Auch wenn dies nicht ausdrücklich formuliert wird, läßt das MThW deutlich erkennen, daß es vor allem einen katholischen Leserkreis im Blick hat. Das wird vielfach an den in Teil 4 enthaltenen Gegenwartsbezügen sichtbar: unter "Besessenheit" wird auf die geltenden Exorzismusbestimmungen der katholischen Kirche verwiesen; unter "Bruder" wird das strittige Thema der Brüder und Schwestern Jesu angesichts der Jungfrauschaft Marias benannt; unter "Aufseher" und "Bund" wird auf jeweils relevante Dokumente des Vaticanum II Bezug genommen; unter "Gericht" werden die konfessionell unterschiedlichen Akzente in katholischer und protestantischer Theologie betont.

In ökumenischer Hinsicht enttäuschend ist die Behandlung der "Rechtfertigung" im Artikel "Recht, Gerechtigkeit, Rechtfertigung". Zwar wird in Teil 3 der paulinische Befund korrekt referiert, doch fehlt unter Teil 4 das Stichwort "Rechtfertigung" und damit jeder Hinweis auf die Wirkungsgeschichte oder die Gegenwartsbedeutung dieser Thematik.
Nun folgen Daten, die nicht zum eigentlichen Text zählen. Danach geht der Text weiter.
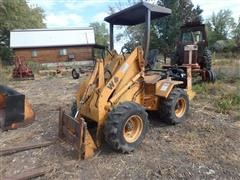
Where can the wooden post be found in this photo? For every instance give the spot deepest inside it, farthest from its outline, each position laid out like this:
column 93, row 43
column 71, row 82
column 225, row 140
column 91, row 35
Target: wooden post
column 60, row 125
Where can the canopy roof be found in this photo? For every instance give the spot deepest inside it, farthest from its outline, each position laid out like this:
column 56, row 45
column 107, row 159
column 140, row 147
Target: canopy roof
column 136, row 14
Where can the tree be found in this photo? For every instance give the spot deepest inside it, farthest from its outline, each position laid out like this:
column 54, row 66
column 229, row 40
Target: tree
column 16, row 14
column 165, row 31
column 168, row 28
column 221, row 25
column 101, row 33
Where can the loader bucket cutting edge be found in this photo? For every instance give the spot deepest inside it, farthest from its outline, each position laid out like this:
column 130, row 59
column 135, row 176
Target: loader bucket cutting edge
column 15, row 110
column 75, row 132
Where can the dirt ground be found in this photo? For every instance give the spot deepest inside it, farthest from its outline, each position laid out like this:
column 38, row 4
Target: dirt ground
column 205, row 146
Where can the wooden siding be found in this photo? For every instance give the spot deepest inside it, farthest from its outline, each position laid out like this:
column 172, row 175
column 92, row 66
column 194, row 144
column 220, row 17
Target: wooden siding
column 52, row 54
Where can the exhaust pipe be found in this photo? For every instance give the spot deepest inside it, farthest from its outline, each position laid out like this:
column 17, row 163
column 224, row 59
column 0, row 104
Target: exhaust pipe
column 15, row 110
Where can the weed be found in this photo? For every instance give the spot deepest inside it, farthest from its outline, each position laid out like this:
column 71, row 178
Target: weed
column 200, row 88
column 228, row 102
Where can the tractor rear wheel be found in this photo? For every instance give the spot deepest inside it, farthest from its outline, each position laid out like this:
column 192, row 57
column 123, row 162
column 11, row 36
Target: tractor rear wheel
column 174, row 109
column 75, row 74
column 126, row 126
column 207, row 59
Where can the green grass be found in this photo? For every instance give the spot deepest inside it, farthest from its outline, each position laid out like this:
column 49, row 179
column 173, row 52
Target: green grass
column 228, row 102
column 200, row 88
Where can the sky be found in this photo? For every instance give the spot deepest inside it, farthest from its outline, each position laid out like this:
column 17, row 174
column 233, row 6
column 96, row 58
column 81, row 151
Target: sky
column 79, row 13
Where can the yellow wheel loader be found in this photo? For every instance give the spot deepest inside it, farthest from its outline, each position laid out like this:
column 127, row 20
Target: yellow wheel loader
column 15, row 110
column 120, row 91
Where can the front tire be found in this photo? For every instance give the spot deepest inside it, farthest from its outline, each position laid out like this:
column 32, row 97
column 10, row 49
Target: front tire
column 126, row 126
column 174, row 109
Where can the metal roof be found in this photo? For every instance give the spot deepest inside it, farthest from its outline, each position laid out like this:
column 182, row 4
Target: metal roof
column 136, row 14
column 33, row 38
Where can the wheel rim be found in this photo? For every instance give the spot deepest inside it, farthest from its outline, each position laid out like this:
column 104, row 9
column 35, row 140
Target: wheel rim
column 133, row 128
column 180, row 107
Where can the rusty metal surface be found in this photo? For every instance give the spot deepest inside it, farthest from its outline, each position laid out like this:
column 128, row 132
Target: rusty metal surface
column 71, row 131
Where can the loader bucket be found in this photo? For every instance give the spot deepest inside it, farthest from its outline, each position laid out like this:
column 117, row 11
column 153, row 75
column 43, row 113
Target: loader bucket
column 15, row 110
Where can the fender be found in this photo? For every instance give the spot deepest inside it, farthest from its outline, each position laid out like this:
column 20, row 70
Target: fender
column 164, row 87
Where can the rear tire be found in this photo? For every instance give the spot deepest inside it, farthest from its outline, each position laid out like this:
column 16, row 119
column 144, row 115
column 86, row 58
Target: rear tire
column 174, row 109
column 75, row 74
column 126, row 126
column 207, row 59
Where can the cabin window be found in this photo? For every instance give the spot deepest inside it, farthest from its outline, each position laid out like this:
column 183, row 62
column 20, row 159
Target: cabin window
column 63, row 52
column 34, row 53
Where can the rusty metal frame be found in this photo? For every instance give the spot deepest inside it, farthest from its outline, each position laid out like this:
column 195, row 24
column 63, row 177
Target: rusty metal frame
column 72, row 131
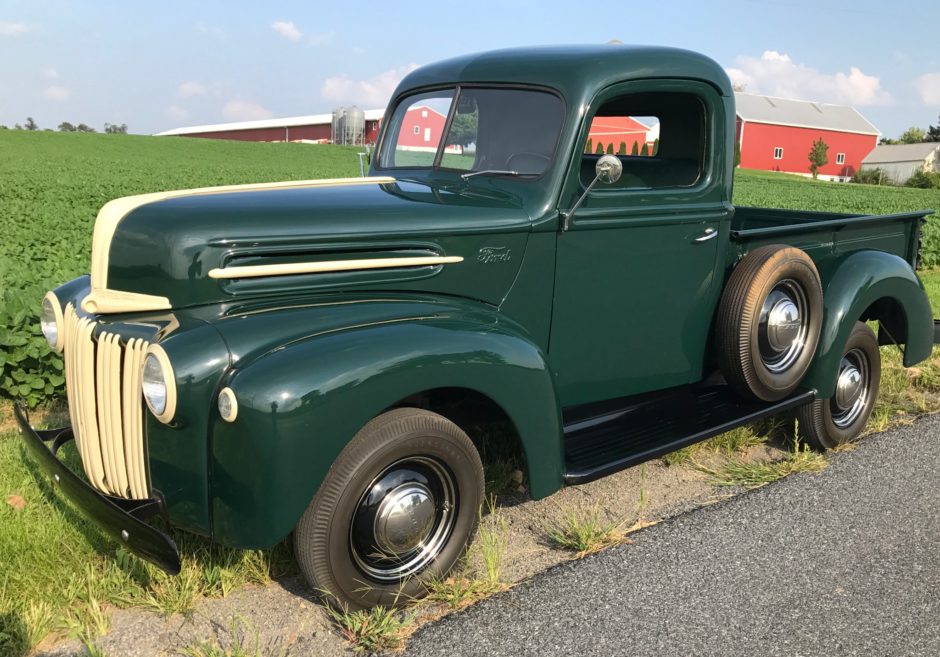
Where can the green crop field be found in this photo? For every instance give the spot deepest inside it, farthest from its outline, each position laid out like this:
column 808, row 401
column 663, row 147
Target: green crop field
column 56, row 572
column 52, row 185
Muß man folgern, daß die gegenwärtig zwischen den Kirchenleitungen stattfindende Diskussion um die "Gemeinsame Erklärung zur Rechtfertigungslehre" an der Interessenlage katholischer Leser (bzw. Autoren) völlig vorbeigeht? Positiv herauszuheben ist dagegen der Artikel "Gemeinde". Hier wird klar auf die Problematik von Mt 16,18 hingewiesen: "Weder Kirche noch Papsttum lassen sich so einfach aus dieser Stelle deduzieren" und es wird in Teil4 ausdrücklich die ökumenische Perspektive formuliert und die Konsequenz aus dem exegetischen Befund gezogen: "Schluß mit dem Streit über Jesus und Kirche: Kirche ist das Ergebnis einer nachösterlichen Entwicklung, ausgelöst durch Jesu ,Sammlung Israels’ und bestimmt von seiner bleibenden Gegenwart als erhöhter Herr der Kirche, ein neues Gottesvolk aus allen Völkern (vgl. Mt 28,18-20)".
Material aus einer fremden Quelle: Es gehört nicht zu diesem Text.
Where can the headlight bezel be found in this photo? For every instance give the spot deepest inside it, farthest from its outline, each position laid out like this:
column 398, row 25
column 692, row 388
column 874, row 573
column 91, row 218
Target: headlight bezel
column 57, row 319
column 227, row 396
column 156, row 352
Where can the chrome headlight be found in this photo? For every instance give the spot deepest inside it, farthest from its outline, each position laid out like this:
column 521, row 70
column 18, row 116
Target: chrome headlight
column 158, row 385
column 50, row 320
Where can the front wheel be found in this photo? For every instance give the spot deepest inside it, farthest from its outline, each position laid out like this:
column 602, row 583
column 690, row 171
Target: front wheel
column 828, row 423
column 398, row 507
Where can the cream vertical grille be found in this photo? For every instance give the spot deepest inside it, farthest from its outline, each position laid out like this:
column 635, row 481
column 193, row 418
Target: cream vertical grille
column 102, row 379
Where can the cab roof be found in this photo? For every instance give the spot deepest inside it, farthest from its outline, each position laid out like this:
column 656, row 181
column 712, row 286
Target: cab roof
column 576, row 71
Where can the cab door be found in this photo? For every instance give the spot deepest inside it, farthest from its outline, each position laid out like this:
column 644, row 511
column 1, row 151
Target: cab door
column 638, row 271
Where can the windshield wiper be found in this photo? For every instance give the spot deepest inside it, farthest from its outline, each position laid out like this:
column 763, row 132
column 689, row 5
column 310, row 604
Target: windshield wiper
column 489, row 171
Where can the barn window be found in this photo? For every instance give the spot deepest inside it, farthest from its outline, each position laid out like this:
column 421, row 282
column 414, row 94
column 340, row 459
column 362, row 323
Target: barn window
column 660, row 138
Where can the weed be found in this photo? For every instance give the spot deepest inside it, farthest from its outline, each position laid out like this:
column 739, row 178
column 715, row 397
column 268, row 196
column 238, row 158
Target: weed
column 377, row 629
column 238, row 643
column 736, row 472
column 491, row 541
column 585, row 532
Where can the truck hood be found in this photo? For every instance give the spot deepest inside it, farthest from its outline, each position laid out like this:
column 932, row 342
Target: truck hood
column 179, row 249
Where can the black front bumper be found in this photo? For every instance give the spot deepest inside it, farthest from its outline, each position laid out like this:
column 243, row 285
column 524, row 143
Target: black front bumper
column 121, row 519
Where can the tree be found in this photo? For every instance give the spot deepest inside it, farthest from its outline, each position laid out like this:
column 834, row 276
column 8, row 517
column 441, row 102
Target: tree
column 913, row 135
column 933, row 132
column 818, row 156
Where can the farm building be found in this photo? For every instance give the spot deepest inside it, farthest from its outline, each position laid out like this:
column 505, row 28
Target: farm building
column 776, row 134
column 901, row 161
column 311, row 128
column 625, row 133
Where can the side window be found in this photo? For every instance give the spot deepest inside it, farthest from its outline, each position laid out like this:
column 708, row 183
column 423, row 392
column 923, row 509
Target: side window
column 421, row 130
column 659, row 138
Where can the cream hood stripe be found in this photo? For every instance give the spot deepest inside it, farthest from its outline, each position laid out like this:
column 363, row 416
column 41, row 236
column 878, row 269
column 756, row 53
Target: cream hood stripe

Von der genannten Zielsetzung und der intendierten Leserschaft her erfüllt dieses Wörterbuch sicher gut seinen Zweck. Wer sich mit den genannten Einschränkungen (auch der engen sprachlichen Bindung an das "Münchner NT") zufrieden gibt, findet hier ein gutes und zuverlässiges Nachschlagewerk.